L’hiver politique européen a été rude. Plusieurs piliers du Green Deal ont été fragilisés par une série de textes dits « omnibus » qui modifient en bloc des réglementations existantes. Présentées comme des mesures de « simplification », ces lois affaiblissent en réalité des garde-fous essentiels pour l’environnement, les droits humains et les travailleurs. Dernier exemple en date : le recul sur le devoir de vigilance des multinationales, adopté en décembre, qui limite la responsabilité des entreprises dans leurs chaînes de production.

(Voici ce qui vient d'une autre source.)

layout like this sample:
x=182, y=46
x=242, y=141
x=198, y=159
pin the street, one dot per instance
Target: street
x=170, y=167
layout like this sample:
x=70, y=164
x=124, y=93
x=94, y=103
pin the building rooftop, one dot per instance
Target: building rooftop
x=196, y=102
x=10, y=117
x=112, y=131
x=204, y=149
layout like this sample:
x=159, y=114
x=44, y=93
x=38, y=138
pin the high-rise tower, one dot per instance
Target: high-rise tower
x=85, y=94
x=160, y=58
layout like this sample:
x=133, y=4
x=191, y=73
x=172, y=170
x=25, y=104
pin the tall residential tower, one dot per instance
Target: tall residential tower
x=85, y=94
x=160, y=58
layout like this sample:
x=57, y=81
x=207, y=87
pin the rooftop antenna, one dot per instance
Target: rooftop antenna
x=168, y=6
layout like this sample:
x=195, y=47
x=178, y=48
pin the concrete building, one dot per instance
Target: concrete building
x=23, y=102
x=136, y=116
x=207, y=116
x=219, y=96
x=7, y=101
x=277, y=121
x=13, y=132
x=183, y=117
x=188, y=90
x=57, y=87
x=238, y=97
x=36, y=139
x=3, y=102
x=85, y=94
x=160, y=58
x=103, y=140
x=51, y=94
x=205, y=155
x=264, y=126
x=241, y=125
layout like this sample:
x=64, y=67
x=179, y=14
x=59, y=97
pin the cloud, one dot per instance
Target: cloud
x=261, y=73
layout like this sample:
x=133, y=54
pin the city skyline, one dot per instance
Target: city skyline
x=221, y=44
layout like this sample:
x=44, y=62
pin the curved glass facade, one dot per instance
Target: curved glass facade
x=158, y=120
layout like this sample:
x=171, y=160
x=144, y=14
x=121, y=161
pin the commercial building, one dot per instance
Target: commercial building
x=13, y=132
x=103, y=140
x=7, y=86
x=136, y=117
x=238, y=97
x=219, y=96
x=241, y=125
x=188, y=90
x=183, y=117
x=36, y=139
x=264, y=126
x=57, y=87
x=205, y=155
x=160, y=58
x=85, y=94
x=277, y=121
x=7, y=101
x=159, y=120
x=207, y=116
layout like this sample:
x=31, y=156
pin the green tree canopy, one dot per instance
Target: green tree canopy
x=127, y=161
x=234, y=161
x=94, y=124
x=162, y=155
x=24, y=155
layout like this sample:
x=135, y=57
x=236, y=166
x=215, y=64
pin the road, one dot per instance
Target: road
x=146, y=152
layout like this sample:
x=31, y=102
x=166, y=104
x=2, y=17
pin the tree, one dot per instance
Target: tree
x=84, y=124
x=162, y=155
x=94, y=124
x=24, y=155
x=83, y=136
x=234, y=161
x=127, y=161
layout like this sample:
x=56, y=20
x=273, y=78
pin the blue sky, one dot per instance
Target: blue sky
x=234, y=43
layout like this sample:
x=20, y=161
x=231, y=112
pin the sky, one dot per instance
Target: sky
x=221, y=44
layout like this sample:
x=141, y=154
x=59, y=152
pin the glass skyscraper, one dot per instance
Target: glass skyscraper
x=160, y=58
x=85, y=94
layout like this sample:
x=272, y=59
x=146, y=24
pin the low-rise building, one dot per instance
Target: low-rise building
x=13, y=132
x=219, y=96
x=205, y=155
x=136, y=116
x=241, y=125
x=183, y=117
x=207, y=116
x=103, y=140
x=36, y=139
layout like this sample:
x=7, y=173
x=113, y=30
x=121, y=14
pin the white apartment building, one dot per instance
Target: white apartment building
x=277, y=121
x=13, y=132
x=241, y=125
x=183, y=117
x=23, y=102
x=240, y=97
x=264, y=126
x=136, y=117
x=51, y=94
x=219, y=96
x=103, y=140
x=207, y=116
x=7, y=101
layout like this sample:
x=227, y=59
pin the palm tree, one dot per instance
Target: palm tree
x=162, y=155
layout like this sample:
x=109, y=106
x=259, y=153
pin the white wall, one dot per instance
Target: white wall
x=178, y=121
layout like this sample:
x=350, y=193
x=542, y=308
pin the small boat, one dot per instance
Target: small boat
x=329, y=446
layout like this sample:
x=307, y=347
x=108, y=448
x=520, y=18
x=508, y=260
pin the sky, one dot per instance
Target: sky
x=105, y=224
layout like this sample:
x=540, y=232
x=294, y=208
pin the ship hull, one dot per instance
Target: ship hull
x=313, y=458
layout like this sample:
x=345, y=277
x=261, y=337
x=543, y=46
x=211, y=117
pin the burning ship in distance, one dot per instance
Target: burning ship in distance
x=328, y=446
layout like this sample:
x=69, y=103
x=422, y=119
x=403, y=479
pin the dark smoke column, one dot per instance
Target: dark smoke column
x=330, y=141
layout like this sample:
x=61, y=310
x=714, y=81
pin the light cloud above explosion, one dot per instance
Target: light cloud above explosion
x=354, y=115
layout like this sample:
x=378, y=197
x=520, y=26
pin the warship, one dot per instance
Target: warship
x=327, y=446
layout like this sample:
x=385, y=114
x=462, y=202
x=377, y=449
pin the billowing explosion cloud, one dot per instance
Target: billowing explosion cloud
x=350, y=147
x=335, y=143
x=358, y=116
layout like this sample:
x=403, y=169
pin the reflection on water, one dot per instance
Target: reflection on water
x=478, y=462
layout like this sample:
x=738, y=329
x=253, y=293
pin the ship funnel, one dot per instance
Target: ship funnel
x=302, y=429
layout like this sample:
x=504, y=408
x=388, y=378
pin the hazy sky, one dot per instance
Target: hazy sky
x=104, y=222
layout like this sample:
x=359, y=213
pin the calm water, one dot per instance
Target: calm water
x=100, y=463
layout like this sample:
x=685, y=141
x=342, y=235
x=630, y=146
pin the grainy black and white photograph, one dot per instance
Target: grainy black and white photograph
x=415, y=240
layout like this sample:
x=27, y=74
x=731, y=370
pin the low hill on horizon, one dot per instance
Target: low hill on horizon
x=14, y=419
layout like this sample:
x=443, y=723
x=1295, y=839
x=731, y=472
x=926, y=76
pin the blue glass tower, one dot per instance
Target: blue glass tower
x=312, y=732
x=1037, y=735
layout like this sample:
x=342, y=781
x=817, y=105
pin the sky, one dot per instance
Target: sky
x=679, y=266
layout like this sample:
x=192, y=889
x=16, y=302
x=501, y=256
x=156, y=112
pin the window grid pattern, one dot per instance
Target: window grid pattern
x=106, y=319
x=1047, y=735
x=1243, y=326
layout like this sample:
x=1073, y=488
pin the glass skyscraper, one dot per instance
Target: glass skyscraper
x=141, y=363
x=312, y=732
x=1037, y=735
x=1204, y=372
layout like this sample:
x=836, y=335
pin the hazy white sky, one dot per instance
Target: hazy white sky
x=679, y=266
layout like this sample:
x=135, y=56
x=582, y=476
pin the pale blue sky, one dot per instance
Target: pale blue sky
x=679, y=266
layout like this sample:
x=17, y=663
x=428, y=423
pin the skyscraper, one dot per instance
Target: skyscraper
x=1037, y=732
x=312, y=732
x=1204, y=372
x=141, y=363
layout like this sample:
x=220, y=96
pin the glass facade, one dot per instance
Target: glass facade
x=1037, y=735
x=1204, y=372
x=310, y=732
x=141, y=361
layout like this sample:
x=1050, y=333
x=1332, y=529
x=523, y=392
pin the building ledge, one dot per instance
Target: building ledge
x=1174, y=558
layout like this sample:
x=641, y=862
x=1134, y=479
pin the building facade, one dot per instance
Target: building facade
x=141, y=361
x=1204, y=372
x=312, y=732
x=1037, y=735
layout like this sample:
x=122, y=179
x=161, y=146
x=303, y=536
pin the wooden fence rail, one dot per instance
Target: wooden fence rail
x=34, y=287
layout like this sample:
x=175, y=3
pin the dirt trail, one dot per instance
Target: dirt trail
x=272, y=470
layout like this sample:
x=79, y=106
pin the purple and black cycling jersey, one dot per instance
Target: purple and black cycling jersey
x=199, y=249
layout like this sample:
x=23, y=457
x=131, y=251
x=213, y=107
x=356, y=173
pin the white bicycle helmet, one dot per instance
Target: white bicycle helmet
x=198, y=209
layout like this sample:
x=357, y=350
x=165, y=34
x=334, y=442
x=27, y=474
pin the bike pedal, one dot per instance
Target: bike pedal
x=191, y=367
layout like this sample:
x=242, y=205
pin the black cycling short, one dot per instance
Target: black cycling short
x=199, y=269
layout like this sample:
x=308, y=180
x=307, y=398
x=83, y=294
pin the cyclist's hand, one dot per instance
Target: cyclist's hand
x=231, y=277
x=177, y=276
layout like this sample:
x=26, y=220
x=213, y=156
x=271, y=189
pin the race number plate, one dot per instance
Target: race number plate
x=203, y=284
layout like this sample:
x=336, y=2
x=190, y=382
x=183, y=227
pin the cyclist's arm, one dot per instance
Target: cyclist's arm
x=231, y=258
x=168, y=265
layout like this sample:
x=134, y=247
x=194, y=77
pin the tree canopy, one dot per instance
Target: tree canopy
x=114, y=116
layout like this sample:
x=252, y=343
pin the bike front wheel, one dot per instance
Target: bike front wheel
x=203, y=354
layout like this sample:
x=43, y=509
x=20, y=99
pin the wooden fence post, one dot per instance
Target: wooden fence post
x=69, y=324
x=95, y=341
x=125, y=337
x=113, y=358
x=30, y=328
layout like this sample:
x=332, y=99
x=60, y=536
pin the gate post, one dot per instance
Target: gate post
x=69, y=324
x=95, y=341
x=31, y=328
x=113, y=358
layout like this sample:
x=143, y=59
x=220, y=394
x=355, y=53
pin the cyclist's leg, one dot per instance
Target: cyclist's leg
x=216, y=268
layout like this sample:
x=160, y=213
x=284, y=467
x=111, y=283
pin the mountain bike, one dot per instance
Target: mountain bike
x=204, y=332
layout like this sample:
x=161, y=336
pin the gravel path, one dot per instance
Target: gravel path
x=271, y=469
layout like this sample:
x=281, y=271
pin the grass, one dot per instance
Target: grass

Dans un Parlement européen marqué par le rapprochement entre la droite et l’extrême droite, Reporterre a réuni deux voix engagées dans la défense d’un modèle social et écologique européen : Marie Toussaint, eurodéputée écologiste et vice-présidente du groupe Greens/EFA, et Isabelle Schömann, secrétaire générale adjointe de la Confédération européenne des syndicats (ETUC).
Ensemble, elles analysent les ressorts de la déréglementation en cours, la bataille culturelle menée par l’extrême droite, et les voies possibles pour résister aux reculs actuels.
Reporterre — Comment qualifier le moment politique que traverse aujourd’hui l’Union européenne ?
Marie Toussaint — Nous sommes à un moment de bascule. L’Union européenne doit choisir : soit elle s’efface, soit elle s’affirme. Au regard de l’actualité des derniers mois, je crains que la présidente de la Commission européenne, Ursula von der Leyen, ait choisi le chemin de l’effacement.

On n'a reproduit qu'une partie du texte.